Perdas com Pasadena podem ser revistas, diz Graça Foster

Presidente da estatal muda de discurso na Câmara e diz que negócio era “potencialmente bom”

iG Minas Gerais |

Venda. Graça Foster diz que Pasadena não será vendida, apesar das propostas recebidas pela refinaria
Antonio Augusto / Agência Câmara
Venda. Graça Foster diz que Pasadena não será vendida, apesar das propostas recebidas pela refinaria

Brasília. A presidente da Petrobras, Graça Foster, disse nesta quarta em audiência na Câmara dos Deputados, que as perdas com a compra da refinaria de Pasadena, no Texas, podem ser revistas “total” ou “parcialmente”. Graça suavizou seu discurso anterior ao Senado há 15 dias e sustentou que por dois anos o negócio poderia ser considerado “potencialmente bom”.  

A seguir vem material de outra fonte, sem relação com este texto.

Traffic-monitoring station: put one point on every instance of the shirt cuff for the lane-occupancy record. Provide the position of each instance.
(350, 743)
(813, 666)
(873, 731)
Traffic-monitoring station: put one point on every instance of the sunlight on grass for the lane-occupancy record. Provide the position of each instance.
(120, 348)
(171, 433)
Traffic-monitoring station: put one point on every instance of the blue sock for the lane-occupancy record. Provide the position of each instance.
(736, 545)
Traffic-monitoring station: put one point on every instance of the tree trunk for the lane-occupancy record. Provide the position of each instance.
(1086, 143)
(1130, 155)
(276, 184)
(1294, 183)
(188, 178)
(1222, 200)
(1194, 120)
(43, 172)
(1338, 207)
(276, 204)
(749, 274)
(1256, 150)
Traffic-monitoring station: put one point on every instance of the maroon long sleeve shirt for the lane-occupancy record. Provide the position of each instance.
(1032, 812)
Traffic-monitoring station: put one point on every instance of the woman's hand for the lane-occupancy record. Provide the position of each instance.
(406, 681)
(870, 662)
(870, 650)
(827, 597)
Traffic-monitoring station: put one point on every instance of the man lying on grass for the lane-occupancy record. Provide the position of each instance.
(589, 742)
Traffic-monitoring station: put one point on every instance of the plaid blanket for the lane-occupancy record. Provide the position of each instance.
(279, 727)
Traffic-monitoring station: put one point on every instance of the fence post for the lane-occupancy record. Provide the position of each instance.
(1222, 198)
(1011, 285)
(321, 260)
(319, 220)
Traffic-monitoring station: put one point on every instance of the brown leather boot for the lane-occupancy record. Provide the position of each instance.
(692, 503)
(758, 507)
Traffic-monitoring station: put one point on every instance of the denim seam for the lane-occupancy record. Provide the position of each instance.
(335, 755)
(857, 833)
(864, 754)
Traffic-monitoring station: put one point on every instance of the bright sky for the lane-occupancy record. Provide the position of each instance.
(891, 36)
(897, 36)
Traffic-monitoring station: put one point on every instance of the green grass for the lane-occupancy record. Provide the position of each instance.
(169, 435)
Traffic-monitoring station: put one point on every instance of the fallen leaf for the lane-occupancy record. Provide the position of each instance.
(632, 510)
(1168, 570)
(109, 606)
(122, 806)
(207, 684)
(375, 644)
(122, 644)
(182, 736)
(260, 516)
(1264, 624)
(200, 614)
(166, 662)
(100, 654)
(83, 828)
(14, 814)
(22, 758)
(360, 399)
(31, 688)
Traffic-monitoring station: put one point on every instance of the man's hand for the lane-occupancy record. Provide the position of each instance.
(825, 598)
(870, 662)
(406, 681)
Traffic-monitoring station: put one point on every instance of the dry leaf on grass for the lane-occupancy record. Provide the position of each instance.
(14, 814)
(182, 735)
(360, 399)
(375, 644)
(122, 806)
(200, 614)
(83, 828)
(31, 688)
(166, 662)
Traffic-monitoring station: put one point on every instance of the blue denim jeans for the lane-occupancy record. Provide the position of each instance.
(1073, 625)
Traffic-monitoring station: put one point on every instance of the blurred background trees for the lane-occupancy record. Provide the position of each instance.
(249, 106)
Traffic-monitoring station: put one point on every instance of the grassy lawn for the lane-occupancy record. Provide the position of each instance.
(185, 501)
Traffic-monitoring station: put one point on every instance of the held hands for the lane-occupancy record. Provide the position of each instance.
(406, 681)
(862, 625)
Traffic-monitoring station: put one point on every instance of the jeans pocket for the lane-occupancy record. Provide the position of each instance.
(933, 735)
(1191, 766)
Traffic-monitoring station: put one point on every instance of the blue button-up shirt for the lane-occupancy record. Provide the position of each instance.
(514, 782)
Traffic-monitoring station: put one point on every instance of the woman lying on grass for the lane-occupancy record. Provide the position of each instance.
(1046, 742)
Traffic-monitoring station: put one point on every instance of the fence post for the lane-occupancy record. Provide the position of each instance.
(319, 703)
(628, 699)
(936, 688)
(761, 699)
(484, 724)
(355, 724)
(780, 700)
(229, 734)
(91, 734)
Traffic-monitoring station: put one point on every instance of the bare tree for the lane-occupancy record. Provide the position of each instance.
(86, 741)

“Até 2008, o negócio de Pasadena era potencialmente bom. Pós 2008, o negócio passa a ser de baixo retorno. As margens foram reduzidas e o mercado caiu, além disso não fizemos Revamp (modernização). O mercado também passou a comprar menos”, afirmou.

Graça informou que entre 2006 e 2013 foram investidos na refinaria US$ 685 milhões em cima do valor da aquisição. E comparou os valores aplicados com o que é feito nas refinarias do país: “Pagar US$ 86 milhões por ano em investimentos em Pasadena não é muito diferente aqui no Brasil.”

Ela negou falhas do Conselho de Administração da estatal na compra e rebateu declarações de Nestor Ceveró, ex-diretor internacional da Petrobras, responsável pelo resumo que embasou a decisão da compra da refinaria, em 2006.

Cobrada pelos deputados sobre a mudança de posição, já que aos senadores havia dito que Pasadena foi um “mau negócio”, Graça se justificou: “Analisarmos o passado é muito mais razoável do que analisar o presente”.

Ela também voltou a dizer que as cláusulas omitidas no resumo feito por Cerveró eram importantes.

Ainda de acordo com Graça Foster, caberia ao Conselho de Administração da estatal, na época presidido pela presidente Dilma Rousseff, explicar por que, ao invés de ser demitido, Cerveró, foi transferido para uma outra diretoria.

Críticas. Deputados da oposição criticaram a suavização na explicação de Graça.

“Depois que o (ex-presidente José Sérgio) Gabrielli disse que a presidente Dilma teria que assumir a sua responsabilidade, parece que há um esforço grande de vossa senhoria no sentido de mudar um pouco o discurso. Parece que há um pouco de medo do que ele poderia dizer”, afirmou Vanderlei Macris (PSDB-SP).

Já Mendonça Filho, líder do DEM, falou em contradição. “Ela contraria o que a Dilma e o Gabrielli disseram. Sobre a decisão de não vender a refinaria, o governo só não faz isso para não mostrar o tamanho do prejuízo que levou, porque ela vale pouco”.

“Prioridade é o Brasil e o pré-sal”

Resultado. Graça Foster, considerou que a produção da estatal está “atrasada” e que a prioridade “absoluta” serão investimentos no Brasil.”É questão de poucos meses para começarmos a mostrar um resultado melhor. Nossa atividade fora do Brasil não é prioridade, a prioridade é o Brasil por conta do pré-sal”,

Erros. Líderes da oposição na Câmara querem que a presidente Dilma indique quem é o responsável por “erros” na Petrobras. PSDB, PPS, DEM e Solidariedade vão enviar ofício ao gabinete de Dilma para que ela explique a quem se referiu quando disse que a estatal não pode pagar por “erros de funcionários”.

Manutenção

Pasadena. Graça disse que a Petrobras vai manter Pasadena, embora tenha recebido algumas propostas de venda. Ela disse, porém, que a Petrobras não está mais disposta a investir na refinaria.